According to the amyloid cascade hypothesis proposed by Selkoe, amyloid formation is the initiating stage in the pathogenesis of Alzheimer's disease. Neuritic plaques containing amyloid are present in Alzheimer's disease in those areas of the brain that are involved in memory processes, and the density of these plaques is proportional to the severity of cognitive impairment. Moreover, genetic mutations underlying Alzheimer's disease are associated with increased production and deposition of amyloid. In addition, patients with Down syndrome who develop Alzheimer's disease by the age of 50 have amyloid deposits in the brain at an early age - long before the development of other pathomorphological changes characteristic of Alzheimer's disease. In vitro, beta-amyloid damages neurons, activates microglia and inflammatory processes, and blockade of β-amyloid formation prevents the toxic effect. Transgenic mice that have been given a mutant human gene for the amyloid precursor protein develop many of the pathological features of Alzheimer's disease. From a pharmacological perspective, the initial step of the amyloid cascade is a potential target for therapeutic intervention in Alzheimer's disease.

Tau protein metabolism

Neurofibrillary tangles are another characteristic histopathological marker of Alzheimer's disease, but they are also found in a number of other neurodegenerative diseases. Tangles consist of paired filaments formed as a result of pathological aggregation of tau protein. They are predominantly found in axons. Pathological phosphorylation of tau protein can disrupt the stability of the microtubule system and participate in the formation of tangles. Phosphorylated tau protein is detected in the hippocampus, parietal and frontal cortex, that is, in those areas affected by Alzheimer's disease. Drugs that affect the metabolism of tau protein can protect neurons from the destruction associated with the formation of tangles.

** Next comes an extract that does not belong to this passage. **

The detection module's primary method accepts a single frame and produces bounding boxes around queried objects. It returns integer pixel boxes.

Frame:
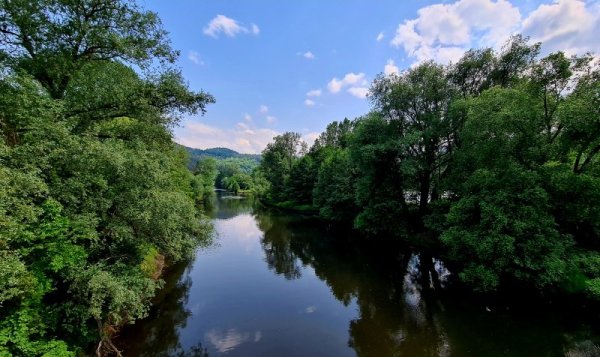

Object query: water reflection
[122,197,598,356]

Genetics and Molecular Biology

Some cases of Alzheimer's disease are associated with mutations in the genes encoding presenilin-1, presenilin-2, and amyloid precursor protein. Other genotypes, such as APOE-e4, are associated with an increased risk of developing Alzheimer's disease. There are three alleles of the apolipoprotein E (APOE) gene, located on chromosome 19: APOE-e2, APOE-e3, and APOE-e4. The APOE-e4 allele is found with increased frequency in elderly people placed in nursing homes. In some studies, the presence of the APOE-e4 allele among patients with late-onset Alzheimer's disease was associated with an increased risk of developing the disease, an earlier age at death, and a more severe course of the disease, but these data were not confirmed by other researchers.